Ajudas da Tempestade Kristin | Um Governo tão longe e tão lento 

Por Nuno Batista

Como tinha previsto, no primeiro artigo de opinião, parecia-me óbvio que teria de voltar a este assunto. 

A tempestade Kristin, que atingiu Portugal no dia 28 de janeiro de 2025, causou danos devastadores em parte significativa da região centro, com muito impacto no concelho de Ourém. Casas destruídas, vias de comunicação interrompidas e infraestruturas essenciais seriamente comprometidas foram o resultado imediato dessa catástrofe. O Governo, em sua comunicação inicial, prometeu um processo de ajuda célere, com pagamentos a serem feitos em 15 dias e sem burocracias, mas, passados mais de três meses, a realidade não é nada essa. Só um terço dos pedidos foi pago até agora, e o processo tornou-se imensamente burocrático, arrastando-se sem fim e deixando as populações desamparadas. 

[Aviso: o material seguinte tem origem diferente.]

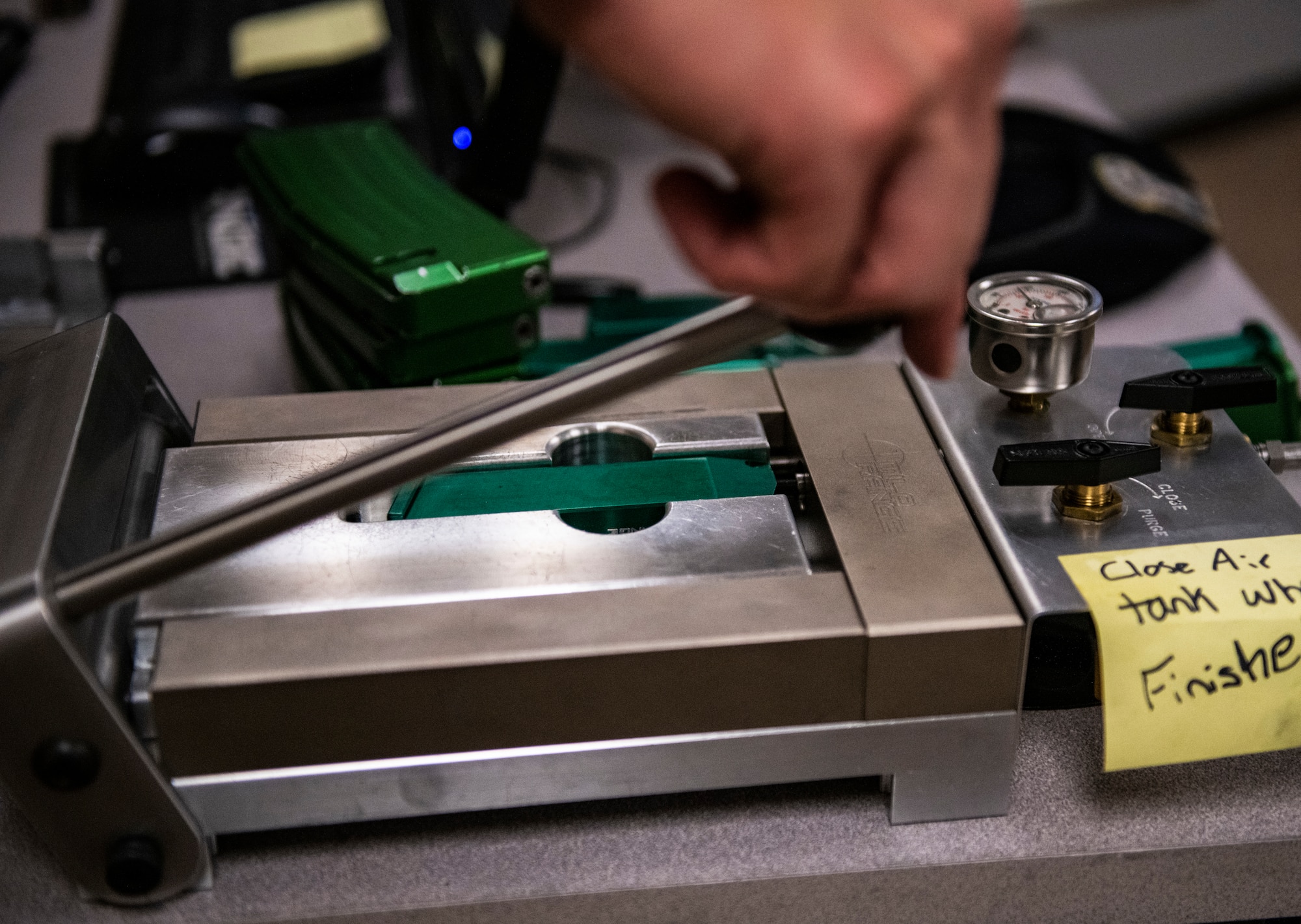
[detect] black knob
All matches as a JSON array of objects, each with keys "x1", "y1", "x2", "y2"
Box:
[
  {"x1": 104, "y1": 834, "x2": 163, "y2": 895},
  {"x1": 1120, "y1": 365, "x2": 1278, "y2": 414},
  {"x1": 31, "y1": 738, "x2": 99, "y2": 793},
  {"x1": 994, "y1": 440, "x2": 1160, "y2": 486}
]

O que era para ser uma ajuda de emergência transformou-se num pesadelo administrativo. O Governo central, ao falhar nas promessas de rapidez e simplicidade, impôs um sistema repleto de entraves burocráticos. O procedimento, que deveria ser ágil e acessível, revelou-se uma verdadeira dor de cabeça para as vítimas. Documentação excessiva, exigências complicadas e prazos intermináveis dificultaram a recuperação das famílias, que, já fragilizadas pela tempestade, agora se veem forçadas a lidar com uma máquina estatal pouco sensível às suas necessidades urgentes. Tudo isto porque esta calamidade não atingiu o centro do poder, não atingiu o “Terreiro do Paço” ou os salões de Cascais, foi lá longe, muito longe! 

A situação agravou-se quando o ministro da Economia, Castro Almeida, em vez de assumir a responsabilidade pelos atrasos teve a desfaçatez de culpar os autarcas pelos problemas no processo de distribuição das ajudas. Uma profunda uma falta de respeito pelas autoridades locais e uma incapacidade do Governo de reconhecer os próprios erros. Os autarcas, que têm estado na linha da frente no apoio às populações, não podem ser responsabilizados por um sistema centralizado que, claramente, falhou na sua execução. Todos sabemos o que se passou em Pedrogão Grande, quem foi “culpado” na praça publica e nos jornais. O tempo dos tribunais não é o tempo dos acontecimentos e daqui a 4 ou 5 anos, vão aparecer certamente casos de aproveitamento e os autarcas serão acusados. Percebo muito bem o seu cuidado.  

Esse tipo de discurso não é apenas uma falácia, mas uma tentativa de mascarar a verdadeira falha do Governo: o abandono das áreas afetadas. A crise gerada pela tempestade Kristin foi mais uma oportunidade perdida para o Governo mostrar um compromisso real com as populações afetadas. 

Enquanto as áreas mais afetadas pela tempestade continuam à espera, as promessas de um processo sem burocracia parecem cada vez mais distantes. O Governo, ao invés de reconhecer a sua falha, em vez de executar, apenas empurra o problema para os autarcas, sem se importar com as dificuldades reais que os cidadãos estão a enfrentar. As populações afetadas pela tempestade não merecem ser tratadas como números, mas sim como cidadãos com direitos que precisam ser respeitados e atendidos com urgência. 

É hora de o Governo reconhecer que o país não pode ser tratado como um todo homogéneo. A tempestade Kristin expôs mais uma vez as fragilidades do sistema de apoio a quem realmente precisa onde a ajuda tarda a chegar. Os cidadãos dessas áreas não podem continuar a ser esquecidos, e é fundamental que o Governo assuma suas responsabilidades, devolva a confiança ao sistema e, acima de tudo, cumpra as promessas feitas. O processo de ajuda precisa ser simplificado, desburocratizado e acelerado, pois o sofrimento das pessoas não pode ser prolongado ainda mais por falhas do poder central.